- Location: RM of Big River No. 555, Saskatchewan
- Coordinates: 54°03′00″N 107°03′02″W﻿ / ﻿54.0501°N 107.0506°W
- Part of: Churchill River drainage basin
- Primary inflows: Tie Creek
- River sources: Waskesiu Upland
- Basin countries: Canada
- Surface area: 12,390.6 ha (30,618 acres)
- Max. depth: 40 m (130 ft)
- Shore length^{1}: 154.6 km (96.1 mi)
- Surface elevation: 496 m (1,627 ft)
- Islands: Delaronde Island; Zig Zag Island;
- Settlements: Phillips Grove

= Delaronde Lake =

Lake in Saskatchewan, Canada

Delaronde Lake is a lake in the Canadian province of Saskatchewan. It is situated at the western edge of the Waskesiu Upland in the boreal forest ecozone of Canada. Delaronde Lake is within the Churchill River drainage basin of the Hudson Bay.
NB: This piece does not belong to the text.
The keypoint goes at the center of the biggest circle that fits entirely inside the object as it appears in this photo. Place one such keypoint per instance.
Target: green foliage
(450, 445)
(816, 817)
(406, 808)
Most of Delaronde Lake is in the Rural Municipality of Big River No. 555 with only the northernmost part in the Northern Saskatchewan Administration District. Along the lake's shores are campgrounds, resorts, cottage communities, and a Bible camp. Access to the lake and its amenities is from Highway 922. At about 10 km to the south-west, Big River is the closest town.

== Description ==
Delaronde Lake is a long and narrow lake that is separated into two sections — north and south — by a narrow channel. The north section is deep, with depths of up to 40 m, while the south section is shallow at only 7 m deep. The lake is situated at the western end of the Waskesiu Upland, and, as such, the upland's western slopes are within the lake's catchment. Prince Albert National Park encompasses much of the Waskesiu Upland.
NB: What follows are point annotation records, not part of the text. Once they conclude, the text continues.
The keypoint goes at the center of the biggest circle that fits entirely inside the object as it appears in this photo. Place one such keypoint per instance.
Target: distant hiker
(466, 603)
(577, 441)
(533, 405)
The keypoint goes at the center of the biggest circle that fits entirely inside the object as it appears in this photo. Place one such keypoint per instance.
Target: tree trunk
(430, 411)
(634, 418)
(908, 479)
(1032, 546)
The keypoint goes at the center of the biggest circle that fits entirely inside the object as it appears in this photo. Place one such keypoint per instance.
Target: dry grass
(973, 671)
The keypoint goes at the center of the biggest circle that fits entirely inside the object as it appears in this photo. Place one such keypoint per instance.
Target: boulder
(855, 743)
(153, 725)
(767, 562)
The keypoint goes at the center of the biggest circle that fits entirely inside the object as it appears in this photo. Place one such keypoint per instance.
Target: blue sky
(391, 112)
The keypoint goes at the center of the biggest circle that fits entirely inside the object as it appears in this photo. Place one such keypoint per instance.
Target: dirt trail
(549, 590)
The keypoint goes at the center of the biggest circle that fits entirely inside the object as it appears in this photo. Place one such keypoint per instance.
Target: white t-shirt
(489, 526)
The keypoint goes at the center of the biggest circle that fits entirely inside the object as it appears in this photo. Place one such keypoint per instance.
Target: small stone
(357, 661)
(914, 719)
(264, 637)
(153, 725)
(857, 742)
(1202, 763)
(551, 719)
Delaronde Lake has two named islands — Zig Zag and Delaronde — and multiple bays. The outflow river is at Hall Bay at the northern end of the lake's southern section. This river flows a short distance north-west into Taggart Lake. Taggart Creek then flows out of Taggart Lake heading north where it meets the Cowan River near Highway 924. The Cowan River is a tributary of the Beaver River, which, in turn, is a tributary of the Churchill River.
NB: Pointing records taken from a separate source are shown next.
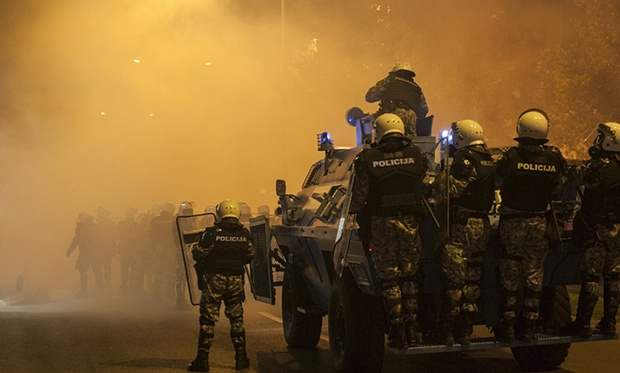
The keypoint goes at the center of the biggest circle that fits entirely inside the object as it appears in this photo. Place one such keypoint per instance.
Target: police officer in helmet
(220, 257)
(387, 199)
(471, 188)
(601, 213)
(399, 94)
(528, 176)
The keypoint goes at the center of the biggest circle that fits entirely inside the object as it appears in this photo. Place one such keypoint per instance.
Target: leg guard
(409, 291)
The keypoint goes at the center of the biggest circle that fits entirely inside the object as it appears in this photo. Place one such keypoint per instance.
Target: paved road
(76, 336)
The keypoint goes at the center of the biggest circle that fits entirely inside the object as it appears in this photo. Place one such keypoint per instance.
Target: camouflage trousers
(395, 249)
(525, 246)
(601, 261)
(461, 262)
(220, 288)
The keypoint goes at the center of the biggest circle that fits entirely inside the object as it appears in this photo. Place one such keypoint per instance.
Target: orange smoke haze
(133, 103)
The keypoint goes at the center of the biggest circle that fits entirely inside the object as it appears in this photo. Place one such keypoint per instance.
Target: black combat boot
(413, 335)
(200, 363)
(607, 325)
(585, 308)
(396, 337)
(241, 360)
(505, 331)
(528, 334)
(467, 329)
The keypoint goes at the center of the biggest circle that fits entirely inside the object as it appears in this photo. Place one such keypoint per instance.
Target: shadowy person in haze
(106, 240)
(128, 244)
(85, 239)
(399, 94)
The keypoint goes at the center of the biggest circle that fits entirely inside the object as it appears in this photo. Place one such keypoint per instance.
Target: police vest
(230, 251)
(530, 178)
(395, 179)
(479, 194)
(602, 202)
(401, 93)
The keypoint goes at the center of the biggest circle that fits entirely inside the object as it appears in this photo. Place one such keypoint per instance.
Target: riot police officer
(387, 198)
(601, 213)
(398, 93)
(471, 188)
(223, 251)
(527, 175)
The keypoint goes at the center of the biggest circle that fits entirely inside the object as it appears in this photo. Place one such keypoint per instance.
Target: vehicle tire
(555, 312)
(336, 326)
(364, 329)
(301, 330)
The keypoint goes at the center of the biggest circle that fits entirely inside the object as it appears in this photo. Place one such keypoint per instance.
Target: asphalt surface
(111, 335)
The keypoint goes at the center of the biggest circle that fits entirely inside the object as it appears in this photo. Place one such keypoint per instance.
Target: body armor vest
(602, 202)
(230, 251)
(401, 93)
(530, 179)
(480, 193)
(395, 177)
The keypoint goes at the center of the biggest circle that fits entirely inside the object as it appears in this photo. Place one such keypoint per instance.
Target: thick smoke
(133, 103)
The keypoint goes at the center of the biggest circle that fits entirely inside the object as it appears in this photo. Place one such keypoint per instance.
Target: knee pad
(592, 287)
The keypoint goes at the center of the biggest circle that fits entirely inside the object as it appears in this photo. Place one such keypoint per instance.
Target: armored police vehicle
(315, 254)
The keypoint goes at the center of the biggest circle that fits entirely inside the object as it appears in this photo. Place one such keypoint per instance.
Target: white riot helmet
(403, 66)
(388, 123)
(227, 209)
(466, 132)
(608, 137)
(186, 208)
(533, 124)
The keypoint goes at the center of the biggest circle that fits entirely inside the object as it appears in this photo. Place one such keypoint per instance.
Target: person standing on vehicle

Along the shores of Delaronde Lake are small communities, subdivisions, and campgrounds, all of which are at the southern end of the lake. These include Phillips Grove, Lakeshore RV Properties, Stoney Bay Campground, Delaronde Resort, Big River Bible Camp, Island View Shores, and Delaronde Lake (Zig Zag Bay) Recreation Site.

== Delaronde Lake (Zig Zag Bay) Recreation Site ==
Delaronde Lake (Zig Zag Bay) Recreation Site is a leased provincial campground at Zig Zag Bay on the east side of the south section of Delaronde Lake. This heavily wooded, 745 ha park has a campground, marina, sandy beach, and boat launch. Access is from Highway 922.

== Fish species ==
Fish commonly found in Delaronde Lake include northern pike, whitefish, lake trout, and walleye.